The Court of Appeals has reversed a decision made by a juvenile court trial judge finding that a school teacher emotionally neglected a student.

Judge Kathleen Nelson sided with the Division of Child and Family Services when she found that a teacher, identified only as K.Y. had emotionally neglected a student.  The finding was based on a single incident that occurred in 2007.

On the second day of school, the third grade student was fidgeting and kept taking things out of her desk while K.Y. was speaking.  K.Y. admonished her several times but the student wouldn’t stop.  Finally, K.Y. placed a single piece of scotch tape over the student’s wrists and attached it to each side of the desk.  The student could have removed her hands but didn’t because she didn’t want the teacher to be mad at her.  The teacher left the tape on for two minutes.

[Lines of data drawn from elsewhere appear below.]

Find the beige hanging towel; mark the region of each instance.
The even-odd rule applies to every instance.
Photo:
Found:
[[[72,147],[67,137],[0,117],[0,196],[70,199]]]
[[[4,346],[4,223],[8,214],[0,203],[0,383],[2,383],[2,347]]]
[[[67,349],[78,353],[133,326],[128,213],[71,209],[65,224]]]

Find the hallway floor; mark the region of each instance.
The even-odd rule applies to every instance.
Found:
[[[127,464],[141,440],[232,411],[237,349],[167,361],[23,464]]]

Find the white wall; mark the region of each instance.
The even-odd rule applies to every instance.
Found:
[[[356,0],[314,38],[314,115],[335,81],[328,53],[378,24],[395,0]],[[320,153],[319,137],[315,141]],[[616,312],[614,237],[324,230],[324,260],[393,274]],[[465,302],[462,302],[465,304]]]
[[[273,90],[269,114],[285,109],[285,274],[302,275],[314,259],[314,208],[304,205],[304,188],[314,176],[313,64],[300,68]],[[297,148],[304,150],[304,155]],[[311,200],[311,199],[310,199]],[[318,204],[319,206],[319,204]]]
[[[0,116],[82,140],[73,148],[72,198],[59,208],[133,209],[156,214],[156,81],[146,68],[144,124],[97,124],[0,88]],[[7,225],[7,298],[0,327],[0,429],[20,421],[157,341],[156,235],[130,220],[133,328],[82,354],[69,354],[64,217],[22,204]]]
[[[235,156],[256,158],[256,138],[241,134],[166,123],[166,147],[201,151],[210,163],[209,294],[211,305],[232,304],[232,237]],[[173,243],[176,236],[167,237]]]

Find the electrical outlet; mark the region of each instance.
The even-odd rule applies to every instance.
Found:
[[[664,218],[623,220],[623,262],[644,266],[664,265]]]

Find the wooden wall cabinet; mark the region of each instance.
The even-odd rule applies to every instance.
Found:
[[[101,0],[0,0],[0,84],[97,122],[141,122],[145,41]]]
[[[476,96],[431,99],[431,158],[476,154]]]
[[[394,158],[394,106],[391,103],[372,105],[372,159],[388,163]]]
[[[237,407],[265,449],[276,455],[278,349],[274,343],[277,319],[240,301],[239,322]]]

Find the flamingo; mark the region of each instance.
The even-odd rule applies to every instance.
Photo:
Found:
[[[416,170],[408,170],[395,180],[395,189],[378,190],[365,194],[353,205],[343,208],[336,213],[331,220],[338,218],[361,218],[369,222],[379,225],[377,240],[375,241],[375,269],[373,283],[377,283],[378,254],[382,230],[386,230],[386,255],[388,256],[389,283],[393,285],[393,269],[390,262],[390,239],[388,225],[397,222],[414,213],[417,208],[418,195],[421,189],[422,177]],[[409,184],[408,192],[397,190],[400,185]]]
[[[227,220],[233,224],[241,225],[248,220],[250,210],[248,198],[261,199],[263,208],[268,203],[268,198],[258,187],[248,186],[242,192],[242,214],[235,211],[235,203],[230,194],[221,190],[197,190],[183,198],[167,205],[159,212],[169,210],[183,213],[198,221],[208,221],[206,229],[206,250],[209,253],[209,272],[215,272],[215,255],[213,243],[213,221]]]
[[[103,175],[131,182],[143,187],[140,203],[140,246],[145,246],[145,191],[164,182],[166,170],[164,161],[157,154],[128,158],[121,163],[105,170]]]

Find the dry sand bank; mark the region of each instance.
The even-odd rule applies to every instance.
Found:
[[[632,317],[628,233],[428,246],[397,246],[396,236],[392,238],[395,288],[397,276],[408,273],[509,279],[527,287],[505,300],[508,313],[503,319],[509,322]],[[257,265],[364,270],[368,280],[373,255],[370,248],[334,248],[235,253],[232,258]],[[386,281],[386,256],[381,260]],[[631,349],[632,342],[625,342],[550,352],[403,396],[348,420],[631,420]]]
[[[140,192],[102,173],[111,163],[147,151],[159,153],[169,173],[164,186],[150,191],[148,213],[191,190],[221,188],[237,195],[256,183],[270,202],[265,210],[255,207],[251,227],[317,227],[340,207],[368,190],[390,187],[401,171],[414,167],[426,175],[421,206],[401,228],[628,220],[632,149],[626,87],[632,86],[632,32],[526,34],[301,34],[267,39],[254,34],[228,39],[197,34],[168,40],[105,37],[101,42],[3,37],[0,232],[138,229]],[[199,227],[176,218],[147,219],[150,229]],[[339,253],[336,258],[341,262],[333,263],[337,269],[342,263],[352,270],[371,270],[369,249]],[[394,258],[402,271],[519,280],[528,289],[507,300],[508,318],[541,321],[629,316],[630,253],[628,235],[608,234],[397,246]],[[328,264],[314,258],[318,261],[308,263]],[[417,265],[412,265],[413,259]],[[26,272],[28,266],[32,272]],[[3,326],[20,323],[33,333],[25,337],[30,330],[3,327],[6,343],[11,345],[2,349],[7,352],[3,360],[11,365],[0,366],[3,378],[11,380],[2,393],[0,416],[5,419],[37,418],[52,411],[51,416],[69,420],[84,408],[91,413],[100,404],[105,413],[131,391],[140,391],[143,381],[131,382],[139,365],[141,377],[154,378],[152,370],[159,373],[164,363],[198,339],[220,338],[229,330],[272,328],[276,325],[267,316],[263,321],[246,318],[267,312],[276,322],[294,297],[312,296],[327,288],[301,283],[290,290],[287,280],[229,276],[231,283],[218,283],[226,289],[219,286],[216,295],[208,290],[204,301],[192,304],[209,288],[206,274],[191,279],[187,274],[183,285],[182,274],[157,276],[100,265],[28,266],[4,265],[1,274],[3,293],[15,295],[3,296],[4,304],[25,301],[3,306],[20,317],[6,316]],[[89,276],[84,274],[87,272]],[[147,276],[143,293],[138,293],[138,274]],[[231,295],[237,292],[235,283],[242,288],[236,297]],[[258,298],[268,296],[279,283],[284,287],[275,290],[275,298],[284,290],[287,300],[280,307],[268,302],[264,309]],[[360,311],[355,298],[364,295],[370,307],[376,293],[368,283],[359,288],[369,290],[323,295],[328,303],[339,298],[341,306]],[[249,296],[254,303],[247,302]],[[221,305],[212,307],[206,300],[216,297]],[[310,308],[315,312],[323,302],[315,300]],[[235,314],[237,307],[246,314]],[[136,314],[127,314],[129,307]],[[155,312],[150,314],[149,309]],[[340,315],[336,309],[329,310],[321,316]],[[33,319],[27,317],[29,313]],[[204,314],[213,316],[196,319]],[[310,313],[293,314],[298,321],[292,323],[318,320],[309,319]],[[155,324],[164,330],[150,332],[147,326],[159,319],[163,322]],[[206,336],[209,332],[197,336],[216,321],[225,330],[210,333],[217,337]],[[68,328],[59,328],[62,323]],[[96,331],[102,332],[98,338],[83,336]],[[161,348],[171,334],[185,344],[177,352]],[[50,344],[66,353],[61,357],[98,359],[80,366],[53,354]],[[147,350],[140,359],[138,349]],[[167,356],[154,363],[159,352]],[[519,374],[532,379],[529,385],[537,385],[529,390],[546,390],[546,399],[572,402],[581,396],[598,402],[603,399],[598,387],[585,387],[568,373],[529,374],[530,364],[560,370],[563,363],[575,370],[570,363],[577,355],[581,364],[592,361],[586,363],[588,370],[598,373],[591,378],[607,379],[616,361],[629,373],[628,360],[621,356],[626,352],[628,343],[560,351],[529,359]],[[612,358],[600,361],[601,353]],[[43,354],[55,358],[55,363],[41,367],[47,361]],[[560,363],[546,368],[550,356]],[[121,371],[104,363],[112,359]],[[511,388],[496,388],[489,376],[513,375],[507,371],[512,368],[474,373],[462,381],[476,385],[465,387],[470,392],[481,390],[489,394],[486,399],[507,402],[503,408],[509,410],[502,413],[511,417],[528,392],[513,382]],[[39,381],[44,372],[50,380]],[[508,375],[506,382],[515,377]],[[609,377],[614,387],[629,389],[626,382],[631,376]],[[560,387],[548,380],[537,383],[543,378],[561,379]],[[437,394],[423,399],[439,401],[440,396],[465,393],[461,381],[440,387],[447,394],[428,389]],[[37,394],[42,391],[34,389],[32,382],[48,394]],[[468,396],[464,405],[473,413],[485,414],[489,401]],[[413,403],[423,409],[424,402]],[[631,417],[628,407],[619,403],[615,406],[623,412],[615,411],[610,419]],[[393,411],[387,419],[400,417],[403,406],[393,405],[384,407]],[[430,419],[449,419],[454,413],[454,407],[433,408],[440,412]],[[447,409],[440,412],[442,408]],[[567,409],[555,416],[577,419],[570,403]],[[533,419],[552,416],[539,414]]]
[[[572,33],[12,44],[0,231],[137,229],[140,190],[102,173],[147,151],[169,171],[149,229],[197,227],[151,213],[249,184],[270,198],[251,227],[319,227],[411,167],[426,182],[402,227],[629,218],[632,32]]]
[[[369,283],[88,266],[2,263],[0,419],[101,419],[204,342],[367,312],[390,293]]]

DCFS investigated the incident and offered counseling services to the student.  The parents of the student denied counseling.  DCFS then found that K.Y. had emotionally abused the student.  This was important because as a public school teacher, this type of finding could ruin the teacher’s career.  The teacher appealed and an administrative law judge agreed with DCFS.  The teacher again appealed.  This time, Judge Kathleen Nelson disagreed with DCFS, finding that no physical or emotional abuse occurred because the student felt no pain and could have moved her hands if she chose to.  Judge Nelson did find that K.Y. had emotionally neglected the student.

The Court of Appeal disagreed.  The court of appeals found that DCFS and Judge Nelson did not follow the law as enacted by the legislature.  Instead, they followed the law as contained in the DCFS policy manual.  Because the legislature passes laws, not DCFS employees, K.Y. was not guilty of abuse or neglect.

In my opinion, DCFS and the Juvenile Court’s need to change.  This case should have never been pursued by DCFS.  Unfortunately, there are many cases similar to this that are pursued by DCFS on a regular basis.  The existing culture within DCFS is out of touch with Utah standards and ideals.  Almost every case worker at DCFS has a bachelor’s degree in social work and is one of two years out of college.  Very rarely have any caseworkers had any experience raising children of their own.  DCFS employees know that they are out of touch with the people of Utah and view their work as an us versus them battle.  I once had a DCFS psychologist tell me that students who get bad grades have bad parents and students that get good grades do so despite their parents.  That type of attitude is rampant in DCFS.  That attitude is shared by those who work in the guardian ad litem’s office. In the hundreds of cases I’ve handled in Juvenile Court, I can count on one finger the number of times that the Guardian ad Litem’s office disagreed with DCFS.

The Juvenile Courts need to change as well.  Almost all of the Juvenile Court Judge’s in our State are pulled from the ranks of DCFS or the Gurdian ad Litem’s office.  They share the culture and beliefs of DCFS.  In my experience, representing hundreds of parents in Juvenile Courts, the Juvenile Court Judges rarely disagree with DCFS.